La Cassazione ha ribadito che chi versa in uno stato vegetativo permanente è una persona in senso pieno e i suoi diritti fondamentali vanno rispettati e tutelati

di Valeria Zeppilli - Chi versa in uno stato vegetativo è comunque una "persona in senso pieno", con la conseguenza che la sua "non vita" non può mai essere considerata un bene della vita".

Lo ha affermato la Corte di cassazione nella sentenza numero 24189/2018 (qui sotto allegata), decidendo la complessa causa intentata da due genitori per ottenere il risarcimento del danno per la mancata diagnosi in sede di esami ecografici del grave quadro malformativo del figlio che la donna portava in grembo, nato poi con una possibilità di vita esclusivamente vegetativa.

Le cure vanno sempre garantite

Rifacendosi alla precedente pronuncia numero 21748/2007, i giudici hanno ribadito che chi versa in uno stato vegetativo permanente è una persona in senso pieno. Pertanto i suoi diritti fondamentali vanno rispettati e tutelati. Anzi: la tutela del suo diritto alla vita e del suo diritto alle prestazioni sanitarie deve essere ancor più incisiva, viste le condizioni di estrema debolezza in cui si trova e la sua incapacità di provvedere autonomamente a se stesso.

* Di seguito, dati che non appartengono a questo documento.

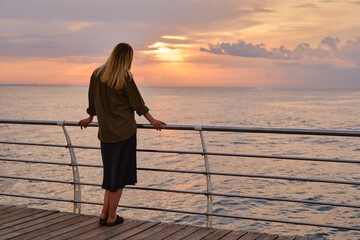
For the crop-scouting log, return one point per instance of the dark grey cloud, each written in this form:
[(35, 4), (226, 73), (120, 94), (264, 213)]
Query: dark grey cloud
[(307, 5), (139, 22), (329, 49), (319, 75)]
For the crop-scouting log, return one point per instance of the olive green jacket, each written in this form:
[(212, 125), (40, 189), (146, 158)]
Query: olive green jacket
[(115, 109)]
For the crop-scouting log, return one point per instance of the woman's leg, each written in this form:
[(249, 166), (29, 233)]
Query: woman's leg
[(105, 211), (114, 198)]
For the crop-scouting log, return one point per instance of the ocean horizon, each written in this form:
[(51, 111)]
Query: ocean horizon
[(331, 109)]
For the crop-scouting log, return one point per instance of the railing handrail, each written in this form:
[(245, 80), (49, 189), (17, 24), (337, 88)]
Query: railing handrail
[(344, 133), (207, 172)]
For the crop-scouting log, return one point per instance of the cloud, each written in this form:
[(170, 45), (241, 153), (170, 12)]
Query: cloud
[(329, 49), (77, 26)]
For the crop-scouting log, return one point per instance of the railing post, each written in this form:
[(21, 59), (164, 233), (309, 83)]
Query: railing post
[(75, 170), (208, 177)]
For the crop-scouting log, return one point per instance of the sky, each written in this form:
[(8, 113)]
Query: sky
[(184, 43)]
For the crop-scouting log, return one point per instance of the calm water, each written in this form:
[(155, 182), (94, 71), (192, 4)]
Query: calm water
[(250, 107)]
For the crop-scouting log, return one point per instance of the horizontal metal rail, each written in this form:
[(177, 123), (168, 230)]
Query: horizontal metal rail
[(203, 172), (191, 192), (343, 133), (199, 128), (192, 212), (197, 153)]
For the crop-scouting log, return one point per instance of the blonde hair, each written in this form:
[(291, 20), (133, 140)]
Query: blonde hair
[(117, 67)]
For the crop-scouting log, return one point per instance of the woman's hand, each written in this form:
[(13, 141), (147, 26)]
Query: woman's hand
[(158, 125), (84, 122)]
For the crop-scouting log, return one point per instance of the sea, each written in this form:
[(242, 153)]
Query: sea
[(326, 109)]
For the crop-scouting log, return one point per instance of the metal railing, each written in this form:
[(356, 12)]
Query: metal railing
[(207, 172)]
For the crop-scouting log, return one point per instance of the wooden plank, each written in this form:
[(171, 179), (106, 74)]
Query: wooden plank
[(250, 236), (19, 221), (5, 206), (101, 231), (33, 225), (183, 232), (306, 238), (68, 229), (150, 231), (46, 228), (286, 238), (9, 210), (44, 231), (93, 223), (116, 230), (135, 231), (266, 236), (218, 234), (170, 230), (203, 232), (18, 214), (234, 235)]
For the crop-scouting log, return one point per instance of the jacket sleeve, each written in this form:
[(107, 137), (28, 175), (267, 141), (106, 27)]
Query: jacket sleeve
[(135, 99), (91, 109)]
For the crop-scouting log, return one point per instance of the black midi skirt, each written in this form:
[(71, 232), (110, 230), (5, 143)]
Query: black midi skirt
[(119, 161)]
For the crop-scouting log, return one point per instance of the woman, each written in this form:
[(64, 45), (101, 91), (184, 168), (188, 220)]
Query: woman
[(113, 97)]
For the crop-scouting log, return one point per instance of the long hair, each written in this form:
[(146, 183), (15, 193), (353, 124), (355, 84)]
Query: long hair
[(117, 67)]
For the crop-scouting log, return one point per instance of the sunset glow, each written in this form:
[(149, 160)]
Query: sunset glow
[(246, 43)]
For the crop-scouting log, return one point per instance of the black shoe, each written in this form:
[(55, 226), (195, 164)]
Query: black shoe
[(117, 221), (102, 221)]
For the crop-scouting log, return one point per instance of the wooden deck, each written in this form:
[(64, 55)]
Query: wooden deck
[(19, 222)]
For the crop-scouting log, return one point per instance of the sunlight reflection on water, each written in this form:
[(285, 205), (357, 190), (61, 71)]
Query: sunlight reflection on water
[(313, 109)]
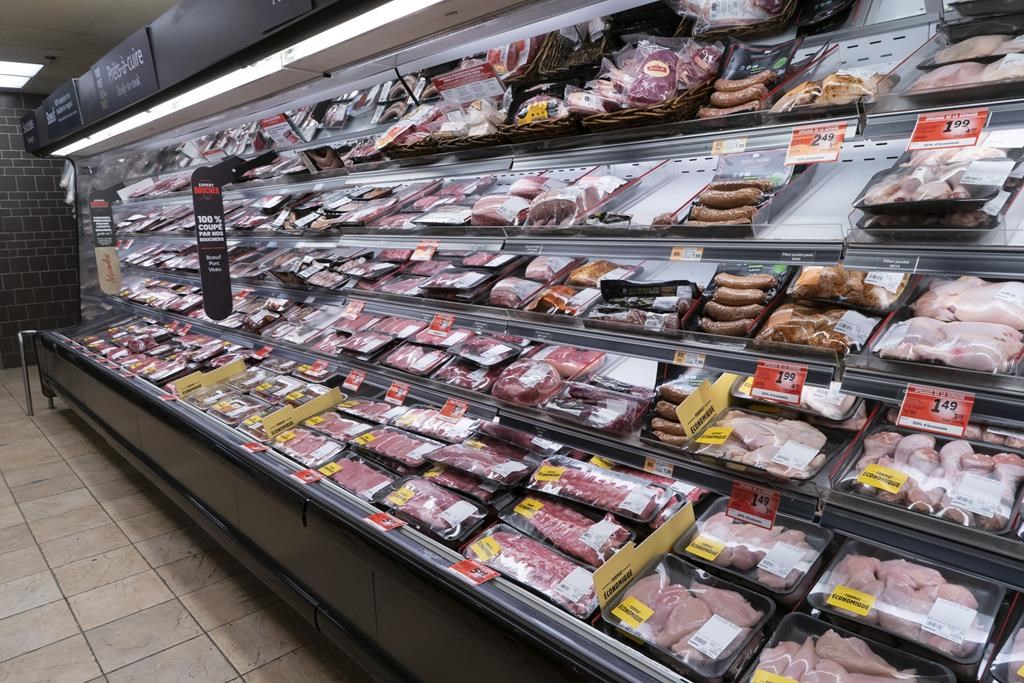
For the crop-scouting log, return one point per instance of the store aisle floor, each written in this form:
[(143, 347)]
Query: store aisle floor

Il Servizio sanitario nazionale deve quindi continuare a offrire al malato tutte le cure e il sostegno solidale di cui ha bisogno, sino al sopraggigungere della morte, al pari di ogni altro essere umano. A prescindere da quanto sia precaria l'esistenza di un soggetto e da quanta speranza ci sia che lo stesso possa recuperare le proprie funzioni cognitive, la comunità deve mettere a sua disposizione tutte le migliori cure e i presidi che la scienza medica è in grado di fornire.